Wednesday, May 4, 2005

A hospital study has determined the smallest victims of the September 11 attacks on the World Trade Center.

Pregnant women who escaped the burning Twin Towers almost four years ago passed on the stress of the experience to their unborn babies in a “ripple effect,” according to findings released by New York’s Mount Sinai Hospital yesterday.

Researchers followed 38 expectant mothers who had been present during the attack to determine whether they showed any signs of post-traumatic stress disorder (PTSD), measuring the level of the stress hormone cortisol in their saliva.

According to the study, reduced levels of the hormone cortisol, one marker that measures PTSD, indicates a person is “linked with vulnerability” to the disorder.

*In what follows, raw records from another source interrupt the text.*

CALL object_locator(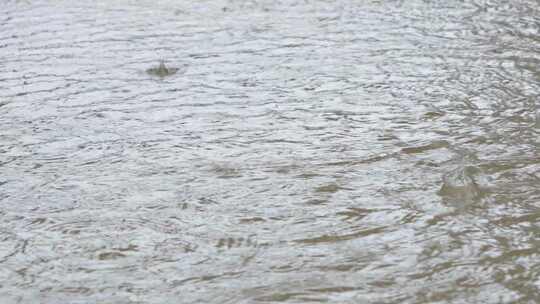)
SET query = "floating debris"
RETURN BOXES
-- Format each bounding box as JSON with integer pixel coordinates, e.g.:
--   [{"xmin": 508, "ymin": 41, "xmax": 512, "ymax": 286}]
[{"xmin": 146, "ymin": 60, "xmax": 179, "ymax": 78}]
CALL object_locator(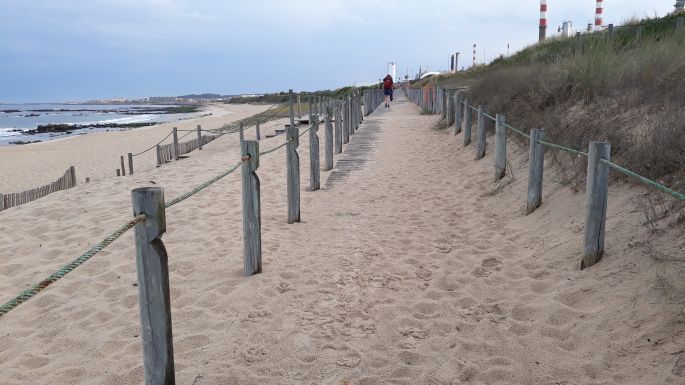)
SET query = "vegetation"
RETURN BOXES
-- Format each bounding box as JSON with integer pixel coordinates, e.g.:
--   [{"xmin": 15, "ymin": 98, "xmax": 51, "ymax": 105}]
[{"xmin": 422, "ymin": 16, "xmax": 685, "ymax": 191}]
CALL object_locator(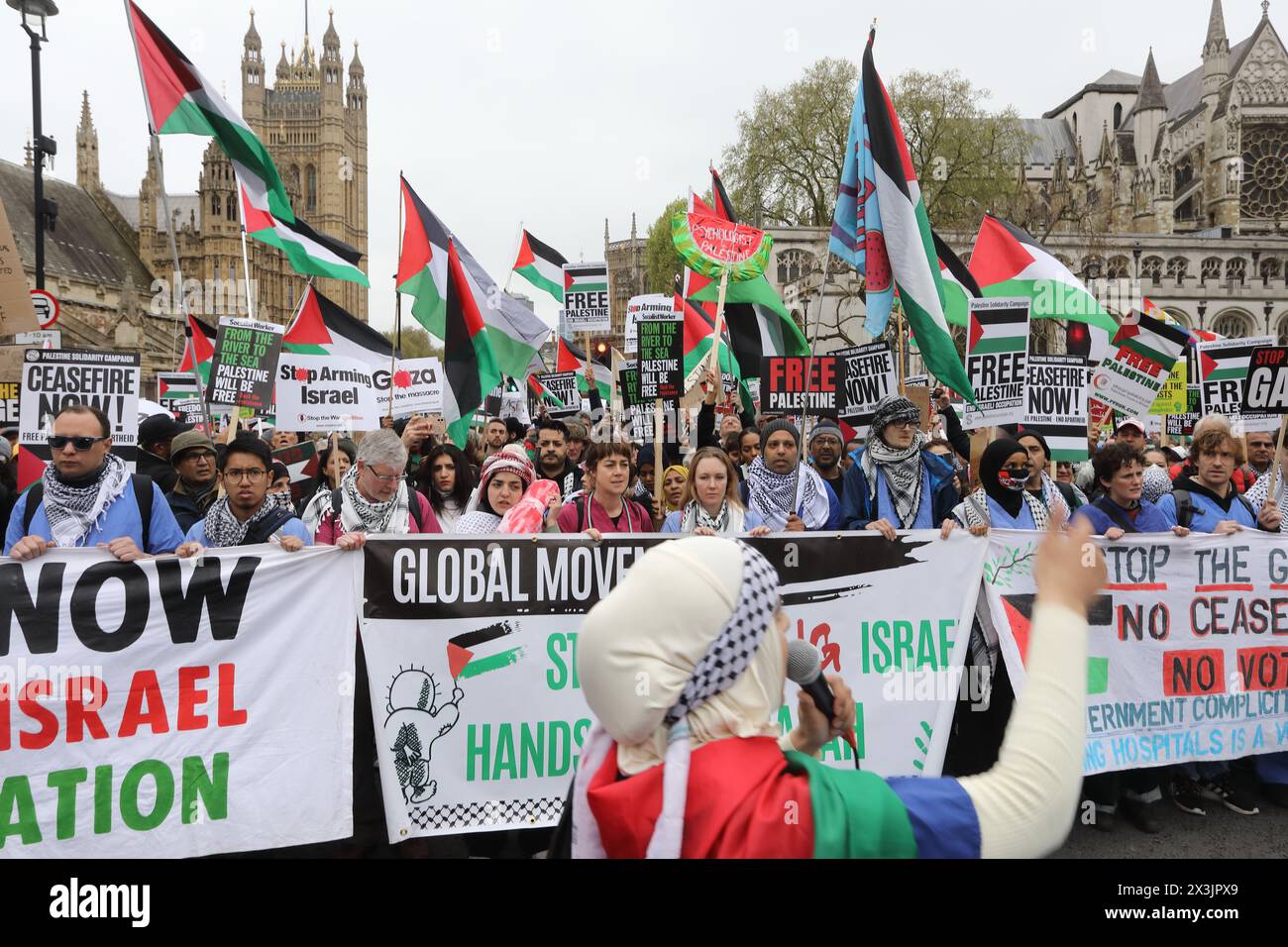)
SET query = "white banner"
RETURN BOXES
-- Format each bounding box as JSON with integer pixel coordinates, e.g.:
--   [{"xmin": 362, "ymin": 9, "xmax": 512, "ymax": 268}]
[
  {"xmin": 362, "ymin": 531, "xmax": 988, "ymax": 841},
  {"xmin": 274, "ymin": 352, "xmax": 387, "ymax": 432},
  {"xmin": 980, "ymin": 530, "xmax": 1288, "ymax": 776},
  {"xmin": 0, "ymin": 546, "xmax": 360, "ymax": 858}
]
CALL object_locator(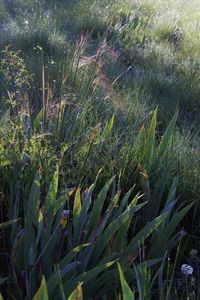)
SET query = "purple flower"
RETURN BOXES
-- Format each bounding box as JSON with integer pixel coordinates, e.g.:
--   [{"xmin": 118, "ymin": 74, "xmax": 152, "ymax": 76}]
[{"xmin": 181, "ymin": 264, "xmax": 194, "ymax": 276}]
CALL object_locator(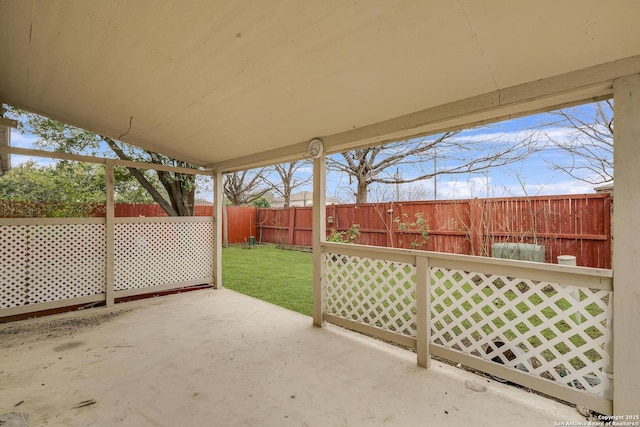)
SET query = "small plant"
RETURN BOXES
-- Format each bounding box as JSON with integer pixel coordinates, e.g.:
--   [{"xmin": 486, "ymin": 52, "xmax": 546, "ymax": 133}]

Those Trade Center mothers who developed anxiety and other symptoms in response to their experiences had markedly lower levels of cortisol compared with mothers who developed only minimal symptoms, the researchers say.

The same pattern was found in their infants.

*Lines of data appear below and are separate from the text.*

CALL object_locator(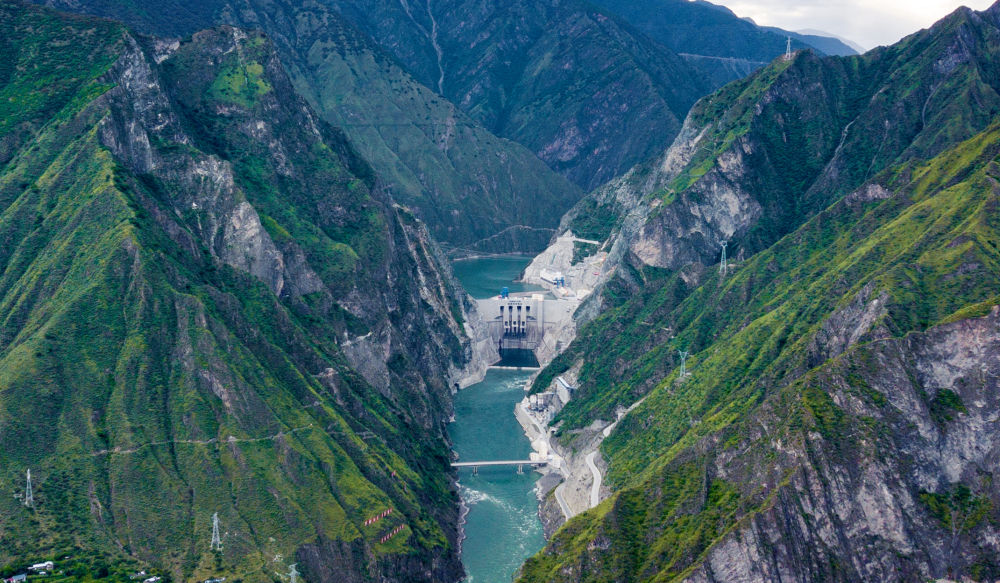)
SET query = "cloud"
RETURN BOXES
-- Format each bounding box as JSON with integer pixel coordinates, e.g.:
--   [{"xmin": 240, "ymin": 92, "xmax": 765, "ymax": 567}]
[{"xmin": 715, "ymin": 0, "xmax": 993, "ymax": 48}]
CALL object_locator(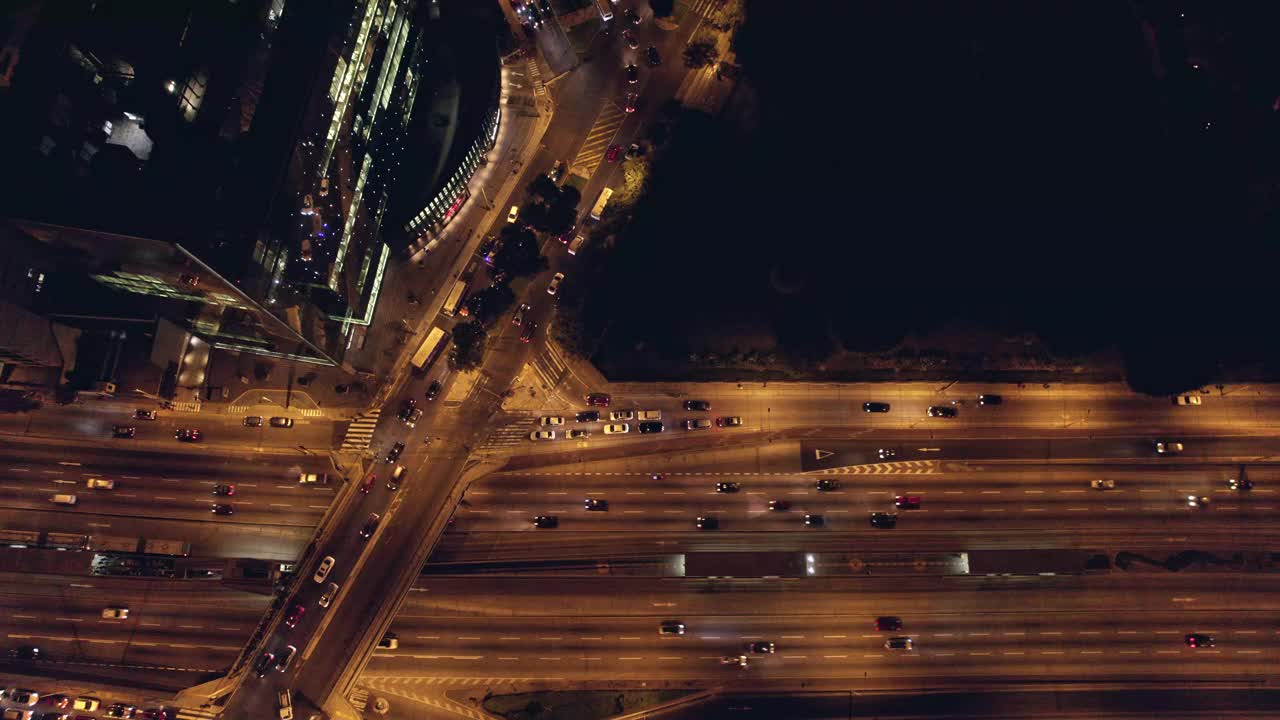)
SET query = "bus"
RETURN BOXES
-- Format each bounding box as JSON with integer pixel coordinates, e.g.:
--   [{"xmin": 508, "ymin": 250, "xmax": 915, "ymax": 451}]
[
  {"xmin": 591, "ymin": 187, "xmax": 613, "ymax": 220},
  {"xmin": 440, "ymin": 279, "xmax": 467, "ymax": 318},
  {"xmin": 412, "ymin": 327, "xmax": 449, "ymax": 370}
]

“The findings suggest that mechanisms for transgenerational transmission of biological effects of trauma may have to do with very early parent-child attachments, and possibly even in utero effects,” said Rachel Yehuda, lead investigator and a psychologist who specializes in combat-related stress disorders.

Reduced cortisol levels also have been found in the children of Holocaust survivors. But previous studies attributed the phenomenon to lifestyle factors — experiencing “vicarious traumatization” after hearing horrific stories or perhaps growing up with a parent who was depressed or fearful.

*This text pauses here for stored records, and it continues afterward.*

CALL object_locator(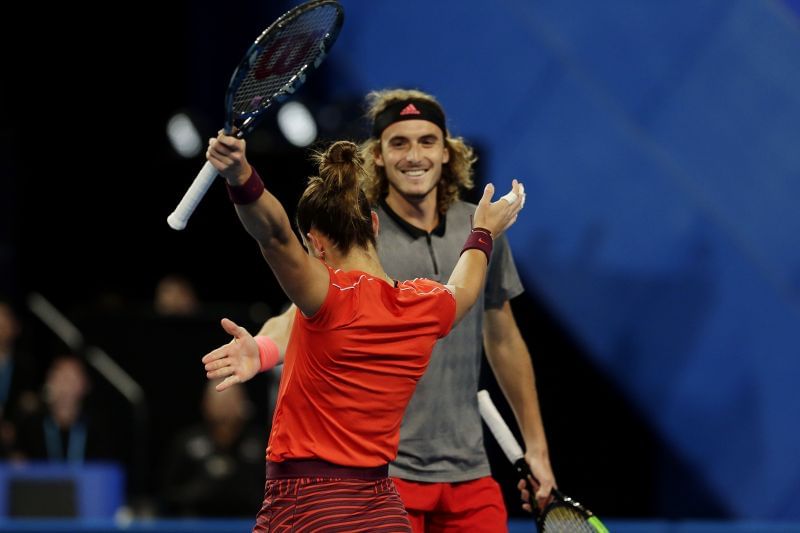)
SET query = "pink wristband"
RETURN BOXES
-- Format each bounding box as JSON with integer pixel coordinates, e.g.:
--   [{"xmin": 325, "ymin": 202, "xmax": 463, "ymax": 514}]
[
  {"xmin": 225, "ymin": 167, "xmax": 264, "ymax": 205},
  {"xmin": 461, "ymin": 228, "xmax": 493, "ymax": 262},
  {"xmin": 254, "ymin": 335, "xmax": 280, "ymax": 372}
]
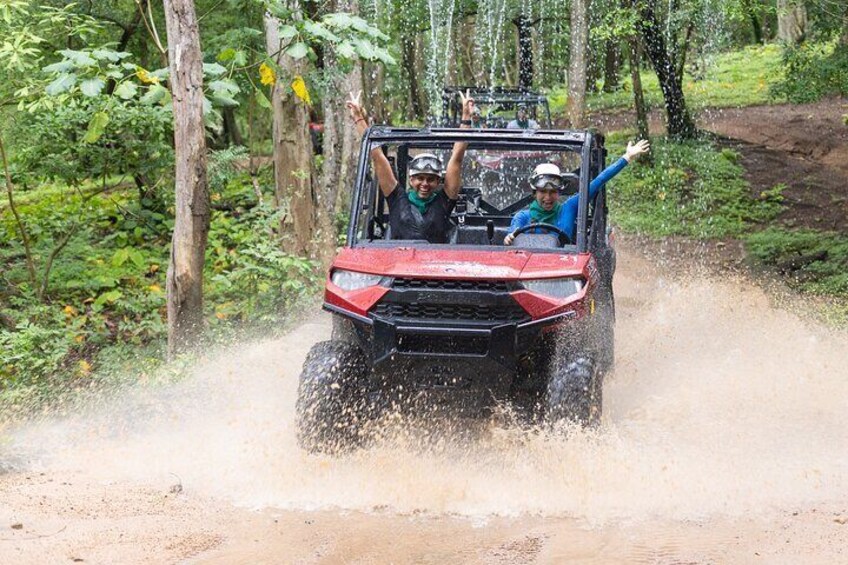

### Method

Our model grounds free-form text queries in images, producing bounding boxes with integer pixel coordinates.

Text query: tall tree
[265,5,315,255]
[568,0,589,128]
[777,0,807,45]
[638,0,696,139]
[165,0,209,356]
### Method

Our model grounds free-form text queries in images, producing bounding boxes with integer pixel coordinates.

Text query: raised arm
[589,139,651,202]
[347,91,398,196]
[445,90,474,200]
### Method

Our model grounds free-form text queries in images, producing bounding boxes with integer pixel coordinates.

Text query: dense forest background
[0,0,848,408]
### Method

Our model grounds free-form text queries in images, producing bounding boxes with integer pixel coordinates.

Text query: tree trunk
[221,106,244,145]
[165,0,209,356]
[777,0,808,45]
[627,36,650,145]
[839,4,848,47]
[639,2,695,139]
[604,39,621,92]
[512,14,533,90]
[265,7,315,256]
[568,0,589,128]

In the case of the September 11 mothers, the babies were far too young to comprehend or identify with their mother’s anxiety, yet the physical markers were present nonetheless.

“The data suggest that the effects of maternal PTSD related to cortisol can be observed very early in the life of the offspring and underscore the relevance of in utero contributors to putative biological risk for PTSD,” the study concludes.

The study was released yesterday and published by the Journal of Clinical Endocrinology & Metabolism.

The research is part of an ongoing study the hospital is conducting with the Columbia University Center for Children’s Health, tracking the health of almost 200 pregnant women who survived or were in close proximity of the World Trade Center attacks.

Last year, the researchers found that the women’s babies generally were born earlier, weighed less and were smaller than infants delivered by other Manhattan women. They attributed the phenomenon to toxic dust and fumes from the site, which included lead and poisonous hydrocarbons.